Outside the Movie House the desert is in bloom. The forest, too, but I expect things to grow there. This is the time of the year to change directions, go eastward, away from public lands managed by the Forest Service and onto those run by BLM.
Just a few miles puts you onto some splendid, flowering trails and our very own bitterbrush, its blossoms bursting in yellow. My favorite paths among them? The Tumalo Canal Historic District system. In 1903, lands in this area and the planned Columbia Southern Irrigation Project were advertised throughout the U.S. and abroad, promoting settlement in Central Oregon.
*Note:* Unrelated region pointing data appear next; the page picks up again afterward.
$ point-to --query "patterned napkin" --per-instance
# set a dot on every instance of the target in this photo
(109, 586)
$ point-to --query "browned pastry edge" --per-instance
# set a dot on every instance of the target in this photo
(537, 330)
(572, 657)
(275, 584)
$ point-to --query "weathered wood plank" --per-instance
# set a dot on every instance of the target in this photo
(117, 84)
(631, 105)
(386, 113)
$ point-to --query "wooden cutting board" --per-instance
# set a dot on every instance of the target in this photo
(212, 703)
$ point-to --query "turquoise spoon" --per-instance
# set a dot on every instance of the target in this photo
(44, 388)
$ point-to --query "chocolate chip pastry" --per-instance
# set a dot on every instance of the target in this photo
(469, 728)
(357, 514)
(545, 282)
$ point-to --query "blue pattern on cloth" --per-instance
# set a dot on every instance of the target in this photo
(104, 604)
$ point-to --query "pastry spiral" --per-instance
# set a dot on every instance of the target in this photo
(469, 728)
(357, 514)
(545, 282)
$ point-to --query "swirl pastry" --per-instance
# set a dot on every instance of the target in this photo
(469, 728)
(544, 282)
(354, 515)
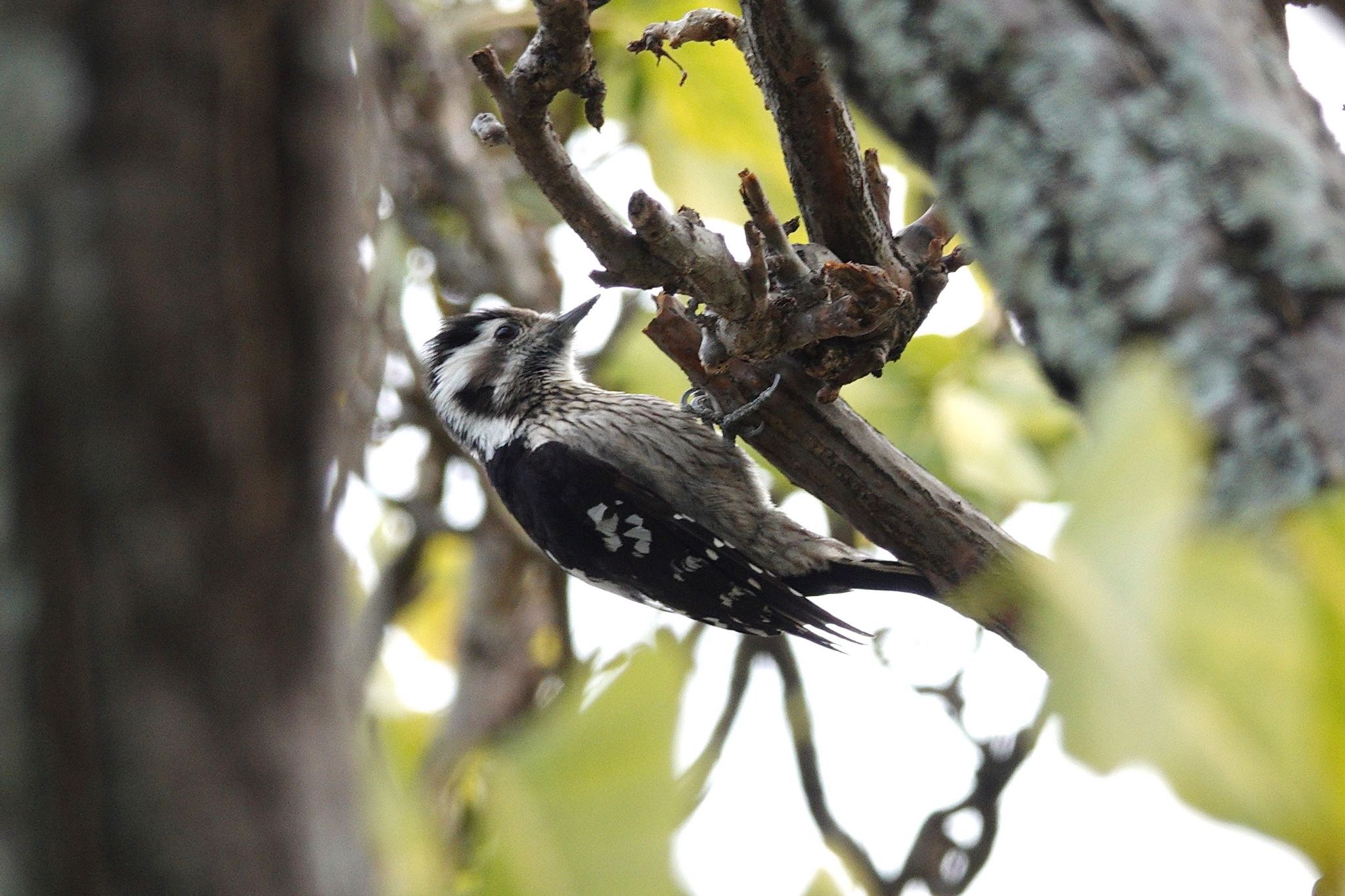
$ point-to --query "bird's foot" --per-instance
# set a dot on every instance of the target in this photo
(707, 409)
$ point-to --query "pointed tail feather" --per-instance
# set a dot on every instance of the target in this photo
(880, 575)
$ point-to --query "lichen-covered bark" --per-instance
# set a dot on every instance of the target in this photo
(1136, 171)
(177, 244)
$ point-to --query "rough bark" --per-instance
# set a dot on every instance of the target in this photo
(1136, 172)
(786, 297)
(177, 217)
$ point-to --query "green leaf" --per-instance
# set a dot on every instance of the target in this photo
(584, 800)
(1211, 651)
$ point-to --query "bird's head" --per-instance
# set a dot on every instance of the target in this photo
(487, 370)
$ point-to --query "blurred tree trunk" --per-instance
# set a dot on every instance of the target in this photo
(177, 247)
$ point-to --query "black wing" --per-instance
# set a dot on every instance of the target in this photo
(603, 526)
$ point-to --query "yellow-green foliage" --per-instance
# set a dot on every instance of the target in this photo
(584, 800)
(1208, 651)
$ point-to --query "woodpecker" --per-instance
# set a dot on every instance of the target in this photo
(632, 494)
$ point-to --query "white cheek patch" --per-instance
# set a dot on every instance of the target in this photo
(483, 436)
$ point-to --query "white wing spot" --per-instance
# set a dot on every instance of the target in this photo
(728, 597)
(638, 532)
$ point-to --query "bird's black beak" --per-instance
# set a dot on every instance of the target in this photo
(565, 324)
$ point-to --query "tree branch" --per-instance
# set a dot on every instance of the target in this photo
(837, 456)
(1129, 174)
(558, 58)
(838, 840)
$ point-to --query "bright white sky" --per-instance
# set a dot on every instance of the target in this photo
(889, 756)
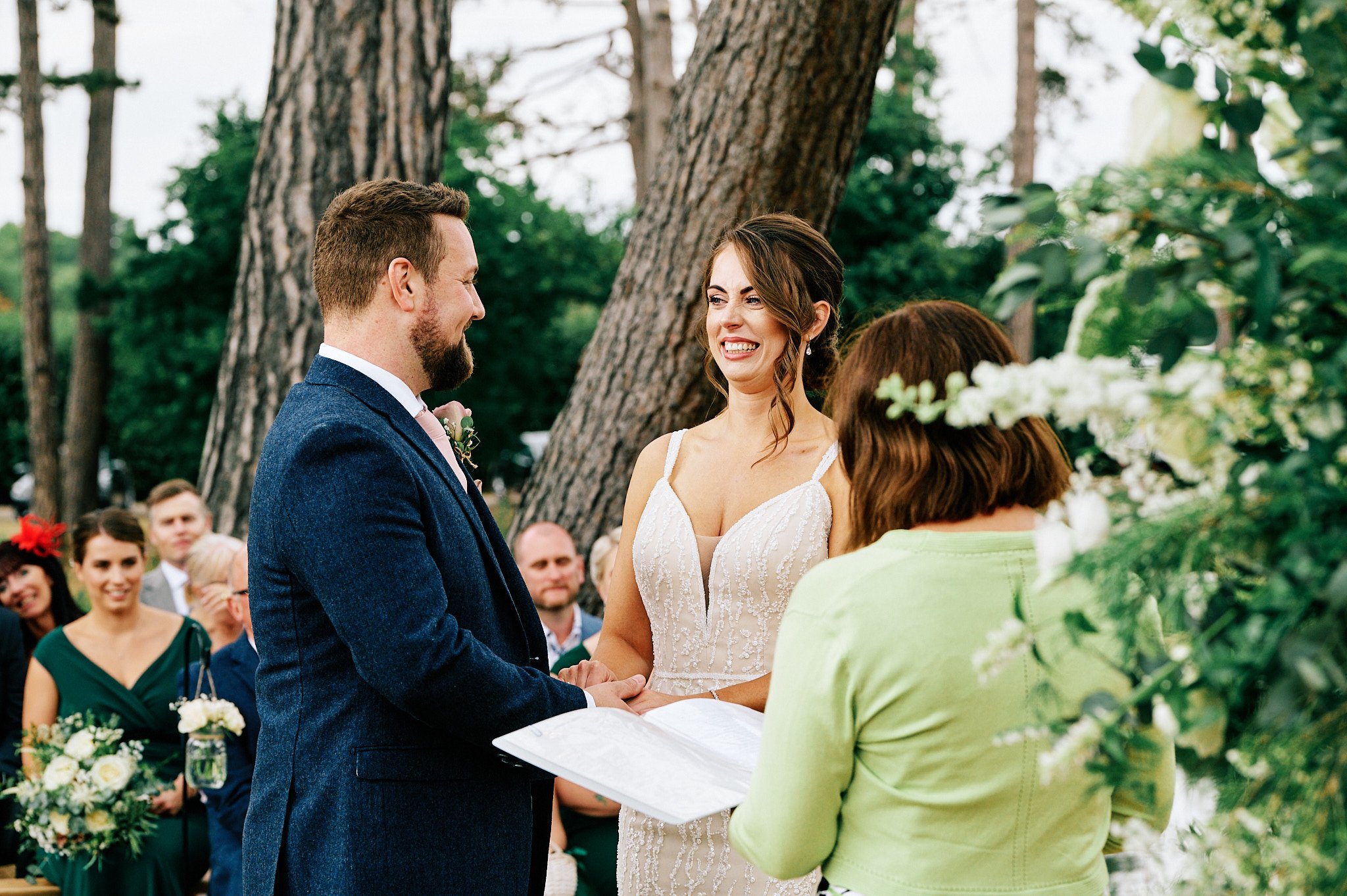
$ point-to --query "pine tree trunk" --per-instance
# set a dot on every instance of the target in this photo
(658, 73)
(1024, 149)
(89, 361)
(38, 367)
(358, 91)
(767, 119)
(636, 105)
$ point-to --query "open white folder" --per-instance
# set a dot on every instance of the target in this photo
(677, 763)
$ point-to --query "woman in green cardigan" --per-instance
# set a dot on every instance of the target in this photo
(877, 749)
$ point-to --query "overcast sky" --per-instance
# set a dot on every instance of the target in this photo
(189, 55)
Construction began on a 72-foot high earthen dam and an extensive network of canals to deliver water to 27,000 acres. The project failed in 1915 when Tumalo Reservoir, filled nearly to capacity, began to drain through the geologic fissures and cracks. The historic dam is located 7 miles to the southwest on Sisemore Road, just north of Couch Market Road.
Relic canals, like those that form the trail system in this area, are still visible today throughout the area at a 3,200-foot elevation. Some of these relic canals are near or connect to still-operational Tumalo Irrigation District ditches. The interconnecting trails will take you as few or as many miles as you want.
No rodeo. No worries. Make your own adventure from the comfort of a movie theater or on the trails. Alas, “Bitterbrush” ends its one-week run June 23. Sisters Movie House is the only theater in all of Oregon where it was available. Here’s hoping its strong word of mouth will make it possible for it to return.
Find a way somehow to fill your tanks with this captivating and meditative look at two intrepid women in a male-dominated endeavor.